Randy Carver, President, Carver Financial Services, Raymond James Financial Services; Mentor, Ohio
What consulting partner Dennis Barba says about their Caribbean Cruise conference for advisors: “It puts you in a place where you have to attend class. You can’t sneak out to play golf. You can’t sneak out to go sightseeing. You’re at sea with a compelling combination of vacation and work. People that come, come for the right reason.”
For Carver, the novel conferences have yielded two important benefits: They’ve forced him to examine his own practice with a more critical eye and they’ve resulted in productive professional relationships.

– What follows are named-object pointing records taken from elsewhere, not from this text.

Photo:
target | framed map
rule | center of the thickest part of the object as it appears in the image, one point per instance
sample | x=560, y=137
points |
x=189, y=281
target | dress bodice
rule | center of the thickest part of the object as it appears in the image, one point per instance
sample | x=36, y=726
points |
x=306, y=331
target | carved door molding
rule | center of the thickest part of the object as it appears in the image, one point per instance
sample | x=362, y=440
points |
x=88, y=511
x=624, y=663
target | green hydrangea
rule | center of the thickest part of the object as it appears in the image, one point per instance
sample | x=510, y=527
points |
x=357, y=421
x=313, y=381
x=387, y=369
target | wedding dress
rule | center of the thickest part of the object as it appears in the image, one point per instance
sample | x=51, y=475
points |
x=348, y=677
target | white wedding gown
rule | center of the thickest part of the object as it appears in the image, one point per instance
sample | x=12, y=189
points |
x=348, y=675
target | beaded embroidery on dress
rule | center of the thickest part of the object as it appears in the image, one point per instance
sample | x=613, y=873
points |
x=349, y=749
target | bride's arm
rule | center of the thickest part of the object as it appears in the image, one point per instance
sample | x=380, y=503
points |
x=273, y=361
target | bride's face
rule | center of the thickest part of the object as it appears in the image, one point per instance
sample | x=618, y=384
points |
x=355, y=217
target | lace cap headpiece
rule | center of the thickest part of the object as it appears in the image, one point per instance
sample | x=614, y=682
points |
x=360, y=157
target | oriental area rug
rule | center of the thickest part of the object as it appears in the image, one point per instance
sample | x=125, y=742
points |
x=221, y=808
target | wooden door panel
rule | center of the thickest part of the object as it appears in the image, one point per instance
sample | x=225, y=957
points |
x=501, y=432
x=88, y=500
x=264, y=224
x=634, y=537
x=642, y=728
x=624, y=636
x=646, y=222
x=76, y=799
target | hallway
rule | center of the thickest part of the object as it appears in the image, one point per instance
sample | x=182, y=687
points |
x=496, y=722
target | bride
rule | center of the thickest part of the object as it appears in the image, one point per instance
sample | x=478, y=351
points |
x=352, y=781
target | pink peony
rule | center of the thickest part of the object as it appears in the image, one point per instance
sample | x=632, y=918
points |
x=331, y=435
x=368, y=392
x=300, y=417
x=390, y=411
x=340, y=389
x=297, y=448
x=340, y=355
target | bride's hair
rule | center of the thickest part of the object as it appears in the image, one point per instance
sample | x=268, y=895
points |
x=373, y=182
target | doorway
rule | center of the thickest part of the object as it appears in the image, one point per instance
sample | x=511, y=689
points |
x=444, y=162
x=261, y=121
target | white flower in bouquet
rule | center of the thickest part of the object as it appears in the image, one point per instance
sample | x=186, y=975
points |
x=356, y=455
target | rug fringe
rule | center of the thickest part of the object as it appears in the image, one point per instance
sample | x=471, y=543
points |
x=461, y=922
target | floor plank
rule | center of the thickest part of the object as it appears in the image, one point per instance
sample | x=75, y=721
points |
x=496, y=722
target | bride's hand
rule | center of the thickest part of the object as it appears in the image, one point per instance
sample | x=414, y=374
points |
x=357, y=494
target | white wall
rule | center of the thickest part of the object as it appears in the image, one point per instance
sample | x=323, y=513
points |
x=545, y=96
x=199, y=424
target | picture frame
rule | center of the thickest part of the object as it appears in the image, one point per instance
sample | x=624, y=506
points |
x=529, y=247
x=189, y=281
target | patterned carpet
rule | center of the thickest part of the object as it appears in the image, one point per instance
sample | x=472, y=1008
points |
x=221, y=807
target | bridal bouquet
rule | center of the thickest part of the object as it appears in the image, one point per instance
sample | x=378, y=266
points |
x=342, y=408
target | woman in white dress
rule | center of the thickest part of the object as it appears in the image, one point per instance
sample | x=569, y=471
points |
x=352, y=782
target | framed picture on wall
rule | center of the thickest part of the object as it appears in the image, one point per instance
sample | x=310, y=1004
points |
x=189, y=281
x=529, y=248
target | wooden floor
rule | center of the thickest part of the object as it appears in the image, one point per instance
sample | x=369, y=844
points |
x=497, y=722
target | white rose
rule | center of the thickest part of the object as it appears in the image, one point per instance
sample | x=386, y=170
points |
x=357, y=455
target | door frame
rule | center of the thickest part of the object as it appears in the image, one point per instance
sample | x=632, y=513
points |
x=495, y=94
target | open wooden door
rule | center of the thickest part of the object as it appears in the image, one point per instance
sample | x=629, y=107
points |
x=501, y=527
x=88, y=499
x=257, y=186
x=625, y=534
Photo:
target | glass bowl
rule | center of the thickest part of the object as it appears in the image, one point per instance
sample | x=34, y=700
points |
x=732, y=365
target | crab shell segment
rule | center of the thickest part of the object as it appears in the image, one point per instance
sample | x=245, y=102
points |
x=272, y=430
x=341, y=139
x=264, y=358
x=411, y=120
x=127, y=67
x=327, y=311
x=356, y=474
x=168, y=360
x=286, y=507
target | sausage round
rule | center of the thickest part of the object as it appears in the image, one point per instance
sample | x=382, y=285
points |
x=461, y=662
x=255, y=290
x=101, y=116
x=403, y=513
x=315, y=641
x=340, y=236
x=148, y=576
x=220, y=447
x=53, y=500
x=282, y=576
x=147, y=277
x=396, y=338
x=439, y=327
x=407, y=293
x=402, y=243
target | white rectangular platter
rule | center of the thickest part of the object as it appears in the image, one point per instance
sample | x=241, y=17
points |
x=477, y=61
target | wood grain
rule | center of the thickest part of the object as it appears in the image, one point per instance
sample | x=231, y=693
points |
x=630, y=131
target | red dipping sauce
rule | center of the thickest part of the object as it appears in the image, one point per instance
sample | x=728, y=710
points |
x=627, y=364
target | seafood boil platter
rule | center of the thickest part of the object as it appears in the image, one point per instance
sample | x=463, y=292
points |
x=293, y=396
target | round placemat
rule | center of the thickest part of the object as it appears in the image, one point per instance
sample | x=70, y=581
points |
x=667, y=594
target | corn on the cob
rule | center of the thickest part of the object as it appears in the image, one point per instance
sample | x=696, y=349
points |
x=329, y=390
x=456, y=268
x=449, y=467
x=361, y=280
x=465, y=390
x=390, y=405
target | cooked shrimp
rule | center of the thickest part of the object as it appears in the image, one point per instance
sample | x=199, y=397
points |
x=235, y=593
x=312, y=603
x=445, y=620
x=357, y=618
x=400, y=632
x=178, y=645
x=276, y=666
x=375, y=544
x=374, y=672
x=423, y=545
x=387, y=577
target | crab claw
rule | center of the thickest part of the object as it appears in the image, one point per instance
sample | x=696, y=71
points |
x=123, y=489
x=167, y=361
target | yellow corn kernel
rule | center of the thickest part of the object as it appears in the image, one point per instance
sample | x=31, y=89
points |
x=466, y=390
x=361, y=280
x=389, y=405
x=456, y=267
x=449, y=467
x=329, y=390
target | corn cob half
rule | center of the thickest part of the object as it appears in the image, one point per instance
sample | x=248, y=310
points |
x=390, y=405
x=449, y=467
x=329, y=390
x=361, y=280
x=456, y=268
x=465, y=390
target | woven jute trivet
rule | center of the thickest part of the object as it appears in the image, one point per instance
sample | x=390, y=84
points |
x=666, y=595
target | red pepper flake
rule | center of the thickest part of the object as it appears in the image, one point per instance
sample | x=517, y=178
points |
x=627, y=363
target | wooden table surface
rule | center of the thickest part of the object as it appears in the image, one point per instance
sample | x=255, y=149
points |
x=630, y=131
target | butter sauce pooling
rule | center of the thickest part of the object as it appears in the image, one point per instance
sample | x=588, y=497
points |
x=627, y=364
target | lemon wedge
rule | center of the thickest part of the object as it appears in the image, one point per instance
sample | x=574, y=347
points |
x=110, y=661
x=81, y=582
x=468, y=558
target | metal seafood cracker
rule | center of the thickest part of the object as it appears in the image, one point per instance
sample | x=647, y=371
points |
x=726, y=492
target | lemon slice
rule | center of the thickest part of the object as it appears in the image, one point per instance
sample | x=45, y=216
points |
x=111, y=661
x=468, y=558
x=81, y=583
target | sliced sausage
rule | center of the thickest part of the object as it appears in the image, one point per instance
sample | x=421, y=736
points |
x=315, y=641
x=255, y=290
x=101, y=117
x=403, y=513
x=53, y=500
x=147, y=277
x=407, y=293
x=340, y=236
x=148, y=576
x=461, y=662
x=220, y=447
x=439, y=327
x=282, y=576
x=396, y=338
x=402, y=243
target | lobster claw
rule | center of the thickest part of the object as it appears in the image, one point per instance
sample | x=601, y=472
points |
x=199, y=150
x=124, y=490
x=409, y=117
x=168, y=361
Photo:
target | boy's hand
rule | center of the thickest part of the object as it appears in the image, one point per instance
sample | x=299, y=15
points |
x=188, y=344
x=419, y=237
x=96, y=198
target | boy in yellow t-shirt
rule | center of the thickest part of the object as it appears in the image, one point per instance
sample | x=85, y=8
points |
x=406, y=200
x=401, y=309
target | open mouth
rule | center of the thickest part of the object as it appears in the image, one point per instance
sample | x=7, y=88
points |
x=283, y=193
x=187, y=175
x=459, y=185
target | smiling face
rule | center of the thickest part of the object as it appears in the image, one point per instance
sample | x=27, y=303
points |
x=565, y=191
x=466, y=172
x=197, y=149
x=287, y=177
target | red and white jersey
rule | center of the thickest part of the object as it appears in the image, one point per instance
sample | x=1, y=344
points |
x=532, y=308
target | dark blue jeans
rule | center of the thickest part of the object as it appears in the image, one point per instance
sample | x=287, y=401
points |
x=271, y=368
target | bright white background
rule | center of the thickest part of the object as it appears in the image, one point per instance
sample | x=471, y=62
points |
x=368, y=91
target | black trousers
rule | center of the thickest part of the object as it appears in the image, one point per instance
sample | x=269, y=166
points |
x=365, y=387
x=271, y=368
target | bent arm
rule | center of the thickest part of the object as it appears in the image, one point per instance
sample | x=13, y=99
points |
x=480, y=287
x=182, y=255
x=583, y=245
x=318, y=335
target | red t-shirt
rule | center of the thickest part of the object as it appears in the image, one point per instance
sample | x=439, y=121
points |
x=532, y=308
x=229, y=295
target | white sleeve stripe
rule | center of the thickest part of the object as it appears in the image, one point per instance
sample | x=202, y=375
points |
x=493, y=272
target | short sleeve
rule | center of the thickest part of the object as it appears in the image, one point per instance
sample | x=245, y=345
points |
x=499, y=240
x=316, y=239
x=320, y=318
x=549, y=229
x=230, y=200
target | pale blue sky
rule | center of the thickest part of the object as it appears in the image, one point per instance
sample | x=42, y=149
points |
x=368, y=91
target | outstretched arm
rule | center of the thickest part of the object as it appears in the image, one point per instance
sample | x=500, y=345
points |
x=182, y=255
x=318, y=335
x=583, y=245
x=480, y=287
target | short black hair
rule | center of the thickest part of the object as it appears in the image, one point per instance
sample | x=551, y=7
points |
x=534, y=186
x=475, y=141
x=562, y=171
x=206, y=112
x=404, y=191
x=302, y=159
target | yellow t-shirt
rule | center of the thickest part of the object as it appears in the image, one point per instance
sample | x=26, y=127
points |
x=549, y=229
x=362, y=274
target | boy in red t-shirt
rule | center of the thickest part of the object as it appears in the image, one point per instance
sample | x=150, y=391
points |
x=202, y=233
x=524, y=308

“The biggest intangible is the friendships that develop. I’ve met some people on these cruises that I talk to monthly,” says the 43-year-old Carver, one of Raymond James Financial Services’ topmost producers. “When you’re independent, you don’t necessarily have that back and forth with other colleagues. The nice thing here is that the people who go are willing to share anything. It’s not as though we view each other as competitors.”
Over the years, advisors with Raymond James, LPL and Royal Alliance have cruised with Carver, whose firm, Carver Financial Services in Mentor, Ohio, has $668 million in assets under management.
Carver, whose gusto for life has made him a popular motivational speaker, has lived in a series of Big Moments. As a child, he survived a battle with cancer that has left him with a 46 percent lung capacity. “I didn’t think I’d live through 11th grade,” says Carver, who went on to get a doctorate in finance. “My parents were told to pray and get ready for a funeral. But I had a great surgeon who always said he thought he could save me.”
In the late 1980s, Carver ditched the small plane he was flying and broke his neck. He was in a bad motorcycle crash last year.
“I constantly stay busy,” says Carver, who expects his assets under management to climb past the $1 billion mark over the next couple of years. “It’s one of those ‘life’s short’ kind of things because of everything that’s happened.”
It was in his hospital bed, watching cooking shows on TV and reading The Wall Street Journal, that Carver developed twin interests that still occupy him: cooking and finance. An entrepreneur from the start, he began operating a catering business out of his family’s kitchen when he was 14, and at 16 he bought the first of two contracting companies. “My plan after college was to buy houses and flip them,” he says.